After completing investigations of a half-dozen different sites for use as recharge beds, the Working Group identified a parcel containing a vacant, unsecured, derelict building, owned by the New York State Office of Mental Health (OMH) at the former Kings Park Psychiatric Center, as the only viable location for the recharge beds.
The Working Group’s examination concluded that the OMH property was a suitable location for numerous reasons, including:
● Use of the site to facilitate the sewer project will eliminate the use of cesspools and septic systems, reducing nitrogen loading to the Nissequogue River, which is protected under the Wild, Scenic and Recreational Rivers Act, by 87 percent
● The property is located outside environmentally sensitive areas including the State of New York’s Wild, Scenic and Recreational Rivers Act Corridor and Town of Smithtown Local Waterfront Revitalization Plan (LWRP) Conservation Area.
● Recharging cleaned water at the site would use just one and half acres of the 17 acre site, placing recharge beds in the footprint of the vacant and derelict buildings, which would be removed, and preserving the remainder of the property as open space.
“The Working Group found that connecting to the existing facility is the only way to advance sewers for Smithtown in a reasonable time frame, because finding a site for a new plant in a fully developed community like Smithtown would be extremely difficult, would take many years if it were possible, and would add at least $20 million to the cost of the project. This common sense plan is strongly supported by the community, and will make sewers for Smithtown a reality at less cost in a much shorter time frame,” said Smithtown Councilman McCarthy, Liaison to the Department of Environment and Waterways, and the Planning Department.

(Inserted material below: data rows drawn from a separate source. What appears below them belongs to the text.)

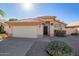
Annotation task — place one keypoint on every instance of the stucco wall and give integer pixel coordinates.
(70, 30)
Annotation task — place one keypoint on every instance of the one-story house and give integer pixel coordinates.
(34, 27)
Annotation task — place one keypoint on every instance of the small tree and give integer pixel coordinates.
(2, 29)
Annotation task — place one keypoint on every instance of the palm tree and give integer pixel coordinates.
(2, 13)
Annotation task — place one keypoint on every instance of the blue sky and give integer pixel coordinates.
(65, 12)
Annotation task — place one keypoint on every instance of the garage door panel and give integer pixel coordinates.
(26, 32)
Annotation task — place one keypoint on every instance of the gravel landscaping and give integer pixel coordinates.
(38, 49)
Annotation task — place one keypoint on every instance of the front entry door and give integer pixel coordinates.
(45, 30)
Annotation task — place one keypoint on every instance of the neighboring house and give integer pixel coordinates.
(35, 27)
(72, 28)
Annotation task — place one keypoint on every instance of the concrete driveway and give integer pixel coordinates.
(15, 46)
(20, 46)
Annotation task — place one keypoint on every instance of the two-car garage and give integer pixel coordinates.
(24, 29)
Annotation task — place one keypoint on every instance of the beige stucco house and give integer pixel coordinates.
(72, 28)
(34, 27)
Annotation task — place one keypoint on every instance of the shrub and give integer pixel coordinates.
(74, 34)
(60, 33)
(59, 48)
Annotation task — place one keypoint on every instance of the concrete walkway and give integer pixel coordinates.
(20, 46)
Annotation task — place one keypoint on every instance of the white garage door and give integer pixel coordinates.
(25, 31)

“It is poetic, the way the people of two hamlets have come together in betterment of not just our local economy, but in protection of our ecosystem, drinking water and environment. If you mentioned installing sewers in any one of our three downtowns four years ago… most people would roll their eyes with uncertainty. Today, we’ve proven the naysayers wrong. This is what real community activism looks like. I know I am inspired to get to work at the Assembly and I’m certain that our Governor will equally be motivated by this show of solidarity,” Assemblyman Michael Fitzpatrick.

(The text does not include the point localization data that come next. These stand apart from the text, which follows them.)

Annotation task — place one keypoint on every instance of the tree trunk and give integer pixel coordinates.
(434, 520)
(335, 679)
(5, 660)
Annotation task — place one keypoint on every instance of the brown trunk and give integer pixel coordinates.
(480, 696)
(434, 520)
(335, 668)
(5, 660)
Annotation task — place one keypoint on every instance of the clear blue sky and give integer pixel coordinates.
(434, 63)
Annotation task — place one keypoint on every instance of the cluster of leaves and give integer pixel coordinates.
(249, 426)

“We have come here today to support the sewering projects of two hamlets in the township of Smithtown ; Kings Park and Smithtown. Both main streets are struggling economically due to regulations in the sanitary code that restrict seating in restaurants to protect the aquifer. A better way to protect the aquifer is through sewering . It will have a positive impact on the elevated groundwater levels in surrounding communities . Our restaurants will be able to expand, our medical and sanitary waste will no longer discharge directly into our drinking water untreated, and our main streets, our economic engines will be able to support a thriving economy. Governor Hochul, please follow through with our request As soon as possible! Thank you,” stated Suffolk County Legislator Leslie Kennedy.

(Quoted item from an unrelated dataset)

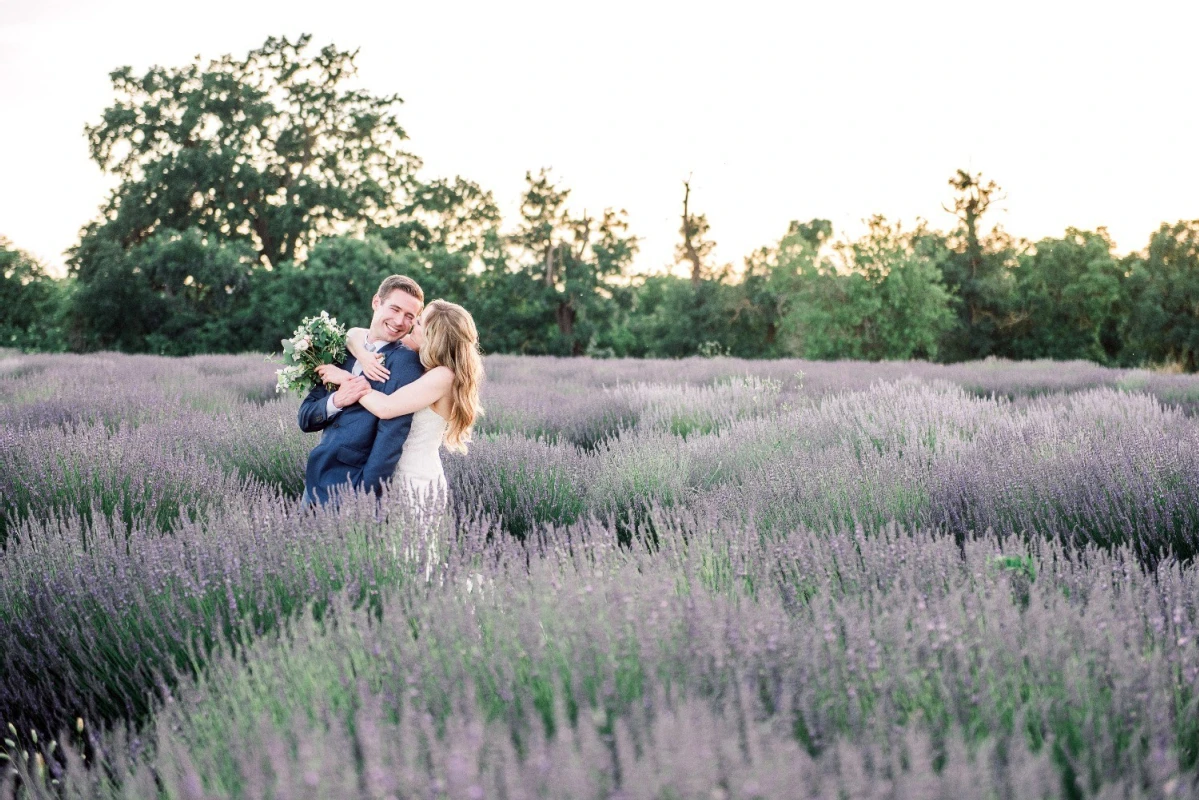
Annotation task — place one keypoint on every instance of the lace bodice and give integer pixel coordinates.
(420, 462)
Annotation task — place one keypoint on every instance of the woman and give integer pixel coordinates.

Under the Working Group’s plan, the $20 million TIP grant would be used to connect the Smithtown Business District to an existing state-of-the-art wastewater treatment plant at Suffolk County Sewer District No. 6 in Kings Park. The facility was upgraded to comply with new more stringent nitrogen discharge limits enacted as a result of the Long Island Sound Study, and treats wastewater so effectively that the effluent is cleaner than required under its operating permit. During the upgrade process the plant was designed to allow for expansion of treatment capacity to accept additional wastewater for treatment.